Las talas ilegales contribuyen en gran medida a la destrucción
de la biodiversidad y al empobrecimiento de millones de personas que dependen
del bosque para obtener alimento e ingresos. Además agravan los conflictos
sociales y suelen estar asociadas al crimen organizado.
Para afrontar este problema la Comisión Europea adoptó en
mayo de 2003 un Plan de Acción para el cumplimiento de la legislación
forestal, gobernanza y comercio (FLEGT, en sus siglas en inglés) y presentó al
Consejo Europeo una propuesta de acuerdos comunes voluntarios con los países
productores con vistas a mejorar la gestión en el sector forestal y poner en práctica
un sistema de trazabilidad que asegure que en la UE sólo entra madera legal.

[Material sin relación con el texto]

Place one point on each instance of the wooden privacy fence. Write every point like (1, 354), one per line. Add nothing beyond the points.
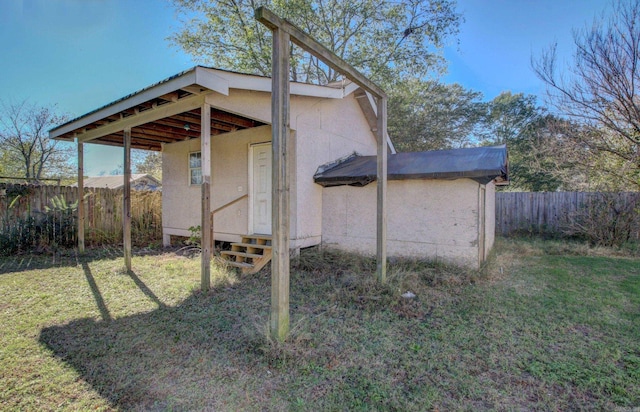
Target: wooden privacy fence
(52, 211)
(560, 213)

Aunque la propuesta podría tener un impacto positivo, bajo ciertas condiciones,
las ONG y la industria coinciden en que una propuesta de acuerdos voluntarios es
una medida insuficiente para atajar el problema.
"Lo atípico del sector de la madera es que no asegura a
los consumidores la legalidad de los productos que adquieren", afirmaron
Fiona Hall y Chris Davies, europarlamentarios del grupo ALDE (Alianza de
Liberales y Demócratas por Europa). "Como europarlamentarios, queremos
defender el interés público
y exigimos que la Comisión entregue el informe sobre opciones legales para
atajar las talas ilegales que prometió para mediados de 2004".
Las ONG medioambientales también han resaltado que las
extracciones insostenibles de madera y su comercialización pueden ser tan
destructivas como las de madera ilegal. Y que, por lo tanto, es necesario que la
UE tenga claro que acabar con las talas ilegales es sólo el primer paso para
conseguir una gestión forestal sostenible.
"Al ser uno de los mayores importadores de madera ilegal
y sus productos derivados, la UE tiene el deber de asumir su responsabilidad
para detener estas actividades", dijo Beatrix Richards, de la Oficina de
Política Forestal Europea de WWF. "La industria y las ONGs se han unido
para decirle a la UE que debe tomar medidas inmediatas para definir la
responsabilidad
corporativa en este sector, mediante la adopción de una nueva legislación y la
promoción de una gestión forestal sostenible en todo el planeta".